= Caminade =

French bicycle manufacturer

Caminade is an historical and current manufacturer of bicycle frames and bicycle components based in France.
Caminade frames were and are manufactured in France.
Historical Caminade frames were made of steel and then Dural aluminium. Modern Caminade frames are made of steel.
Much like there were four popular historical Caminade models, there are also four modern models:
- One4All: This is a full suspended bike
- Simpletrack: This is a hard-tail mountain bike
- Gravel: This is a gravel/trail bike
- Route66: This is a road bike

== History ==
Caminade was founded in 1910 by Pierre Caminade and maintained operations until about 1950. After 1936, their frames were made exclusively in Dural aluminium. They were known for having octagonal tubes joined by lugs that clamped together with bolts. Aluminium Caminade frames (also known as Caminargent models) could be completely disassembled with basic tools.

In spring 2012 Brice Epailly, after making a concept model at the origin of the One4All, talked to Sylvain Renouf.

The new Caminade company was created in the course of 2013 and is independently owned. They have set up the new brand with backing from the Languedoc-Roussillon regional government and funds from a local business development.

As many manufacturers have chosen to move their production to China with the intent to reduce cost, Caminade was founded with the following idea: "Why can't a bicycle be made in France?".

The headquarters are located near Perpignan in France.

== Current manufacturing process ==
The frames are manufactured by Cyfac located in the Tour area. Cyfac is specialized in the building of frames for 30 years. Another company Berieau is also involved in the manufacturing of mobile parts.
The tubes are provided by Reynolds (853DZB) and Columbus (29er or Spirit). Other tubes are manufactured in France with a class 2 aeronautics's certification.
The rear part of the All4One is provided by Aircraft.

The bicycles are painted by Caminade with automotive quality paint where the colors and design can be customized.

== A different approach ==
On the mountain bike, the aim is to propose bicycles that are easy to maintain which is why they will promote the 1x11 gear configuration: It allows for a more simple and durable gearing system (by removing the front derailleur) and allows to avoid the extra gain of weight that a front derailleur would cause. The offset of the gain of weight helps towards reducing the overall weight which has been increased by a steel frame.
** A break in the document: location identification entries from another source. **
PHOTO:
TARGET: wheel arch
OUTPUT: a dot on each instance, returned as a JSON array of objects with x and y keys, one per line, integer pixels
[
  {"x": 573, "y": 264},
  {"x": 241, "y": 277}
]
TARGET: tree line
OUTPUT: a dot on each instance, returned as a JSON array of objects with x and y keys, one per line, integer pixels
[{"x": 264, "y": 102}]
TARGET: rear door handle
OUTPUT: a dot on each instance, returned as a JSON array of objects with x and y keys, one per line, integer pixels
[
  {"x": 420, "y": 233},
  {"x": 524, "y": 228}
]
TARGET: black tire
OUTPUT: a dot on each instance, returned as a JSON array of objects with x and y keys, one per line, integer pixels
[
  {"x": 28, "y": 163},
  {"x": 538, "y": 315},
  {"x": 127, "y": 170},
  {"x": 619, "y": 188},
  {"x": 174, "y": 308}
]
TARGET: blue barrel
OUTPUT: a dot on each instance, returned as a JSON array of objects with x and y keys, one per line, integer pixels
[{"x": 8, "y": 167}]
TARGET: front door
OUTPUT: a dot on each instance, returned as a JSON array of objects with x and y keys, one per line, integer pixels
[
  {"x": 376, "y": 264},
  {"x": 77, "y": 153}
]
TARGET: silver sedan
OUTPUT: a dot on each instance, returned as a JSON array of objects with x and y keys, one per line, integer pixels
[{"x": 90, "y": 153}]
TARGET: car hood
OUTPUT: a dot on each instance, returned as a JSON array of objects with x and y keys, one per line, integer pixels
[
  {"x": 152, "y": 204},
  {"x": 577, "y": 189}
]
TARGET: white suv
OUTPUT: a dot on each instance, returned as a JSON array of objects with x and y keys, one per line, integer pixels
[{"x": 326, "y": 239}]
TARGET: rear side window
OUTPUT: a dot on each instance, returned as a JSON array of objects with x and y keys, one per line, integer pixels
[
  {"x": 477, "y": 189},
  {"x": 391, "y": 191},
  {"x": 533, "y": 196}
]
The choice of steel for the frame is twofold: comfort, ease of repair and robustness which is why they have a lifetime warranty.

This choice of steel is reported to give great comfort going downhill and as can be expected, it does affect the transfer of power going uphill but the reviews are non the less positive.

== Custom painting ==
Caminade also offers the possibility to have custom pain jobs on their bicycles

== Partnership ==
Caminade is in partnership with another new French company Motion-France which developed a springless suspension.
At the end of Spring 2016, the beta version of the fork will be tested by a select number of users.
It is scheduled to be sold in 2017.
The front suspension is anti-diving and uses carbon springs.